Source : Daniel Dick , ehow.com
Children today have many distractions to deal with. Television, video games and cell phones all require a kind of passive and constant attention. These things can reduce a child's attention span, while training them to only lightly focus on many things at once. According to Peter Jensen at the National Institute of Mental Health, "Extensive exposure to television and video games may promote development of brain systems that scan and shift attention at the expense of those that focus attention." Oftentimes, there are many different voices and sounds competing for a child's ear throughout the day. Fortunately, there are things you can do to help teach your child to actively listen and focus.
- Limit exposure to television and video games. While these things are not inherently bad, overexposure can lead to the development of poor listening skills, according to the National Institute of Mental Health. Television does not require interaction and can lead to passive viewing, which can become habit-forming. Video games require greater attention and are interactive, but do not generally stimulate any reasoning beyond hitting the correct button at the correct time. Try to limit TV watching and video game playing to no more than two hours per day.
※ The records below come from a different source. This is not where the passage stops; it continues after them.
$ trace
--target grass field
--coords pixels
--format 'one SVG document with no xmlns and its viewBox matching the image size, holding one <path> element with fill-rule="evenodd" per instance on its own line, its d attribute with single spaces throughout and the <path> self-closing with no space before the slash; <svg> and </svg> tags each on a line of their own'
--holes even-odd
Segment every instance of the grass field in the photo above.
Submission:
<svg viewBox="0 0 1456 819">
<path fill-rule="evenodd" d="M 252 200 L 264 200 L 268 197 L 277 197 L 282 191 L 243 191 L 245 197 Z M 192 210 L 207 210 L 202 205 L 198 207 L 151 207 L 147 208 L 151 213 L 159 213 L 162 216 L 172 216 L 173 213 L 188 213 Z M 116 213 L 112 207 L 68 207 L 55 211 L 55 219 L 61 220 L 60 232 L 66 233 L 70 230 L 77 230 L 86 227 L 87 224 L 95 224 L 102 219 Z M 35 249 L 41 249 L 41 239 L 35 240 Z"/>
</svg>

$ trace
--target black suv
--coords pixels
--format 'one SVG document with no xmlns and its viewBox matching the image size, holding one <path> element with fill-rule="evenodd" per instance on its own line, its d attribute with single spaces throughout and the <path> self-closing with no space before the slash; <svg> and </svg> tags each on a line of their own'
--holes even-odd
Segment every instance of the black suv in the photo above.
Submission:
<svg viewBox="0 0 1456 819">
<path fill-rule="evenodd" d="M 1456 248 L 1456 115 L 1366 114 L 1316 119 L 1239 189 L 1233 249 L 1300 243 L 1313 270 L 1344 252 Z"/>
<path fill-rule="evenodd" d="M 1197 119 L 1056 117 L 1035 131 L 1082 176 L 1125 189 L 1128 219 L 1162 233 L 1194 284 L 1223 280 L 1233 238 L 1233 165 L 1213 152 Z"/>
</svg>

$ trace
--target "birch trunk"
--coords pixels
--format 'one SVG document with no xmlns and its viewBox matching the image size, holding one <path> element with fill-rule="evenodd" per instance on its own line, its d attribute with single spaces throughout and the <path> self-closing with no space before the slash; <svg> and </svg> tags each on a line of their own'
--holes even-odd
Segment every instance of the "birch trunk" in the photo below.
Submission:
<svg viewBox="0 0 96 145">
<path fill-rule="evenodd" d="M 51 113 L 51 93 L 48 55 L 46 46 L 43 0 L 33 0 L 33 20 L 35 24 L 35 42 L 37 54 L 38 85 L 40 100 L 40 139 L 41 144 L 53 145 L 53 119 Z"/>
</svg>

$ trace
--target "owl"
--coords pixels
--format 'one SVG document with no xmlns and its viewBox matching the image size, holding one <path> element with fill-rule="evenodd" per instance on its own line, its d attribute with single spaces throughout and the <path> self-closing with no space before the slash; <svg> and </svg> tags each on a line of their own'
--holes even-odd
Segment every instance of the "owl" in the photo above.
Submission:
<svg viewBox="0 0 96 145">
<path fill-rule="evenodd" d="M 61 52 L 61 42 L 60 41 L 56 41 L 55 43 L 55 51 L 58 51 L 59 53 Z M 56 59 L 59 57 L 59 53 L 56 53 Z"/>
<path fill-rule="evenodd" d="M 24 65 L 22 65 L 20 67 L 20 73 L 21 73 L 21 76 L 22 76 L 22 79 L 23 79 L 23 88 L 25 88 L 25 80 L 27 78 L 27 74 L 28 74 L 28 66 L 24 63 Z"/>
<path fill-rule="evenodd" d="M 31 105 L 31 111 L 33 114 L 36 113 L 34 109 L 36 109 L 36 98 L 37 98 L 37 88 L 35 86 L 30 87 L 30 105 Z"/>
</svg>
- Narrate household activities to your children. Talking to your children and explaining the world around them as you do things will cause them to focus on you and develop listening skills that relate to their environment. For instance, while you are doing laundry, explain to the child what you are doing and why you are doing it. Make sure you pay attention to any questions they may have, like, "Why do you put the soap in now?" or "Why do you separate different colors or types of clothes?" For very young children, simply speaking to them about everyday things helps to inform them about the world, as well as promote listening abilities.
- Model good listening for your children. They learn from you how to listen. Do not interrupt people or act dismissively. Listen patiently and thoughtfully. Don't be doing other things when your child is speaking. Make eye contact with your child. Your children are likely to pick up these habits from you, and if not you will be able to use your own listening skills as an example when trying to explain what they are doing wrong.
- Converse with your children. Talk to them about the things they care about and are interested in. Take this opportunity to build a dialogue. If you allow the child to talk but not listen when you speak, you are not really teaching listening skills.
- Read to your children. After completing a chapter, talk to your children about it. This tests their listening and will cause them to focus on subsequent chapters and come up with things to say. You may want to stop occasionally and ask your child what they think will happen next in a story. This will also cause them to focus and use their imagination and conversation skills.